Visualizing gender-neutral baby names with ggplot and Plotly

I’m finally taking a much-anticipated (by me) class for my MA program called “Data Visualization.” An optional exercise was to play around with a dataset of baby names from US census data. I had some fun creating this interactive chart of the most popular gender-neutral baby names over time.

Names included in this chart must have been in the top 10% of all names for a given year, with a boy:girl or girl:boy ratio of no more than 100:1.

The design of this chart exposes patterns in the predominant sex of a given name over time. Interestingly, it looks like a majority of popular baby names move from a higher ratio of boys to girls to a lower ratio over time. There are many more fascinating insights to find!
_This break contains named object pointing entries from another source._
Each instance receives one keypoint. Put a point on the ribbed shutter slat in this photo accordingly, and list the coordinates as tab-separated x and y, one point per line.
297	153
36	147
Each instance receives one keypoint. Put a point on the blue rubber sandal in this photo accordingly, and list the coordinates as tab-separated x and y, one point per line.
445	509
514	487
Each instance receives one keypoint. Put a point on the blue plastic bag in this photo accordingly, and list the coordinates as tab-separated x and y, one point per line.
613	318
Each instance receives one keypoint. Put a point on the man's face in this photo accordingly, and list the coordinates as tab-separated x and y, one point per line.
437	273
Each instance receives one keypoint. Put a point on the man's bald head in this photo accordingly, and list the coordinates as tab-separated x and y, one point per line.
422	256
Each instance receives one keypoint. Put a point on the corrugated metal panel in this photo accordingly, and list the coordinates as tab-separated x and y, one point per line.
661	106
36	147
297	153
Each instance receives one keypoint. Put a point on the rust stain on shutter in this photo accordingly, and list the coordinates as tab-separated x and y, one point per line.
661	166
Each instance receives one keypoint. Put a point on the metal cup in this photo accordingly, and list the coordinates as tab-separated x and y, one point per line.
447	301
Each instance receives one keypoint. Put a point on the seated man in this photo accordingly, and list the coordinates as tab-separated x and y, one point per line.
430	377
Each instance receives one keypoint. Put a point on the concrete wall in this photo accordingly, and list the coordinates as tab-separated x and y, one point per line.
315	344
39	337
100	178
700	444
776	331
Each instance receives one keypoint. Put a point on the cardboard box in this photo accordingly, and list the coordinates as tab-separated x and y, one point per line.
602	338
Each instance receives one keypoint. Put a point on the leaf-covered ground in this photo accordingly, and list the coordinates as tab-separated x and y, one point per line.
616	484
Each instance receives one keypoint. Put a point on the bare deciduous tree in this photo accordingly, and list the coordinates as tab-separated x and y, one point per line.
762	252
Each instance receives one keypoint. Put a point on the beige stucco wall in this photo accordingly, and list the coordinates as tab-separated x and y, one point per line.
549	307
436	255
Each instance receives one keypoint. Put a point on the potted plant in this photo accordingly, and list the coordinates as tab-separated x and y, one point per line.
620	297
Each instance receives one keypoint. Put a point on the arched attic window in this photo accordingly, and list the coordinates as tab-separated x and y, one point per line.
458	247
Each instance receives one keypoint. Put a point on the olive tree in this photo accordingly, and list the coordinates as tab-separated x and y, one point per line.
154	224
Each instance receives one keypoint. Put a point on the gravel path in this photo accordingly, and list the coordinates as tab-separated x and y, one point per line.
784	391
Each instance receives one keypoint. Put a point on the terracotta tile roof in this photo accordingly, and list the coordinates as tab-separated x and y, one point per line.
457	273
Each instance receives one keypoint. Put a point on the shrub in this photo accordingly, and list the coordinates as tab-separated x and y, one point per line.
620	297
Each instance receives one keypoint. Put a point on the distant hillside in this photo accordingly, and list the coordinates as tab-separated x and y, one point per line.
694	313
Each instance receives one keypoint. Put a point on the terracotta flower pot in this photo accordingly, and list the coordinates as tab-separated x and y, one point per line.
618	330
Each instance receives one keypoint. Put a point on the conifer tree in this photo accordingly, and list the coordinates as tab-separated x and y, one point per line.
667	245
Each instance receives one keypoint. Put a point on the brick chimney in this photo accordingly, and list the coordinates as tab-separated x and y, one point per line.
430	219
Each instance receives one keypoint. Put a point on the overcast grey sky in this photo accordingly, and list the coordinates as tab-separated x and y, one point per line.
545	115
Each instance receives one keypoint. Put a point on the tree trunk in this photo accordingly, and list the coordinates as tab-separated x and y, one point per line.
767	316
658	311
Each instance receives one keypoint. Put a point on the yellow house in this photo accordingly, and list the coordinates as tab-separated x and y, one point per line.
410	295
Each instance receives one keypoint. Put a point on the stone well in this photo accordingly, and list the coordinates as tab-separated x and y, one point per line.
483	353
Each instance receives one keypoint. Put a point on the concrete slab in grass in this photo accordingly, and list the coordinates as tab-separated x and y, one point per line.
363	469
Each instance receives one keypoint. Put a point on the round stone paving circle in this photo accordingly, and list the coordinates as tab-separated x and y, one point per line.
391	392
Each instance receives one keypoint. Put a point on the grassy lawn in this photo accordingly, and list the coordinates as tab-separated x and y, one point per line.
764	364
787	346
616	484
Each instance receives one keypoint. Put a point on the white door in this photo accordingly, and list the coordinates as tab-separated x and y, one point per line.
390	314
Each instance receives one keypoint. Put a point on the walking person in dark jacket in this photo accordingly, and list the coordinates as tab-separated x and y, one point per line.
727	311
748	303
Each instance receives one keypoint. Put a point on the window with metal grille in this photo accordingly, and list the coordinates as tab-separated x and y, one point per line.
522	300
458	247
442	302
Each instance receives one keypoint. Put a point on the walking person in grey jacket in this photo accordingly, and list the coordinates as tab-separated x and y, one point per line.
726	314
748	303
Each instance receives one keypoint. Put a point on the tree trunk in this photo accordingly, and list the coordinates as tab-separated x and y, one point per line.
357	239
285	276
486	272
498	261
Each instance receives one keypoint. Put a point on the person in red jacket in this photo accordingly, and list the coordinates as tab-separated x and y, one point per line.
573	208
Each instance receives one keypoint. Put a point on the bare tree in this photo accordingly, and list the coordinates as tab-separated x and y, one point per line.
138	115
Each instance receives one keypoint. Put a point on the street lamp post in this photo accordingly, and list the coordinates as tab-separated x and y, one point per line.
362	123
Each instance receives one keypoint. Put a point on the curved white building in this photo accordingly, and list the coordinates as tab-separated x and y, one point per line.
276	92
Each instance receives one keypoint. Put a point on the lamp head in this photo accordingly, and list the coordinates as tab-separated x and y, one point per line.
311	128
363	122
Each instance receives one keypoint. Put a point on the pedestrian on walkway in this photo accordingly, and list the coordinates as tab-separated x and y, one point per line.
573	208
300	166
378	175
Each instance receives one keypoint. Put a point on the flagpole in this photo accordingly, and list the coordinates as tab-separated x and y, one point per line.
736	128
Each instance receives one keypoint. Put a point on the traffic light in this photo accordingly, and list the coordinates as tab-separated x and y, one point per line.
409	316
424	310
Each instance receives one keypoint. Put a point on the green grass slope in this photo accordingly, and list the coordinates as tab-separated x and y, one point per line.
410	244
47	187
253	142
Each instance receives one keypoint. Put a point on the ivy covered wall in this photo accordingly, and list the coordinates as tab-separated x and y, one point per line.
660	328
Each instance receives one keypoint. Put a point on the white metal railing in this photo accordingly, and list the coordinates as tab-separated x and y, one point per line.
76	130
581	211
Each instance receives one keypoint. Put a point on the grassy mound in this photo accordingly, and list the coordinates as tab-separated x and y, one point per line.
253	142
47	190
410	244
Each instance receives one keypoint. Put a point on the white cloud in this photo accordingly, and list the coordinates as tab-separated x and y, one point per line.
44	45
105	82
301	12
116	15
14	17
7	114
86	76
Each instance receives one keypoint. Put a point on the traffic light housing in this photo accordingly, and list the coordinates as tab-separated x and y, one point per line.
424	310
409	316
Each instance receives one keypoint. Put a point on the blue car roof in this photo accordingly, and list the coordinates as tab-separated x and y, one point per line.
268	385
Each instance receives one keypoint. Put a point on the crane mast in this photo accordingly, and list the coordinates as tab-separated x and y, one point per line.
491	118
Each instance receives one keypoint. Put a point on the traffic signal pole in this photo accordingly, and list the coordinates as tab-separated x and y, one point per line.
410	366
The code I wrote to generate this chart is below:

library(babynames)
library(ggplot2)   
library(magrittr)   
library(dplyr)  
library(RColorBrewer)
library(colorways2) #my color package
library(ggthemes)

f <- babynames %>% filter(sex=="F")
m <- babynames %>% filter(sex=="M")

unisex1 <- merge(f,m ,by=c("name","year"),all = TRUE)

base1 <- unisex1 %>%
  group_by(year) %>%
  mutate(overall=n.x+n.y) %>%
  mutate(ratio= n.y/n.x) %>%
  arrange(desc(ratio)) %>%
  mutate(logratio=log(ratio)) %>%
  mutate(overallcentile = ntile(overall,10)) %>%
  filter(tolower(name) != "unknown") %>%
  filter(tolower(name) != "infant") %>%
  filter(tolower(name) != "baby") %>%
  filter(overallcentile >=  10) %>%
  filter(abs(logratio) <= 2) 

d <- highlight_key(base1, ~name)

#had to make a new palette out of an existing one with 74 colors, one for each name
nb.cols <- 74
mycolors <- colorRampPalette(ballpit)(nb.cols)

p <- ggplot(d, aes(year, logratio, col= name)) + 
  geom_hline(yintercept=0, linetype="dashed", color = "black") +
  geom_line() + 
  theme_tufte() +
  geom_point() + 
  scale_y_continuous(labels = c("1:100", "1:10", "1:1","10:1","100:1")) +
  labs(title="Gender Distribution of Most Popular Gender-Neutral Names Over Time", x ="", y = "Boy:Girl ratio (log scale)") +
  theme( text=element_text(family="Helvetica",size = 14),plot.title = element_text(size = 14),axis.text = element_text(size = 12), axis.title = element_text(size = 14))+
  scale_x_continuous(breaks = round(seq(min(1880), max(2020), by = 10),1)) +
  scale_color_manual(values = mycolors) 
  
gg <- ggplotly(p)   
  
highlight(gg, dynamic = F, color = "black",selected = attrs_selected(showlegend = FALSE)) %>% 
 layout(margin = list(b = 40)) %>%
 layout(legend=list(title=list(text='')))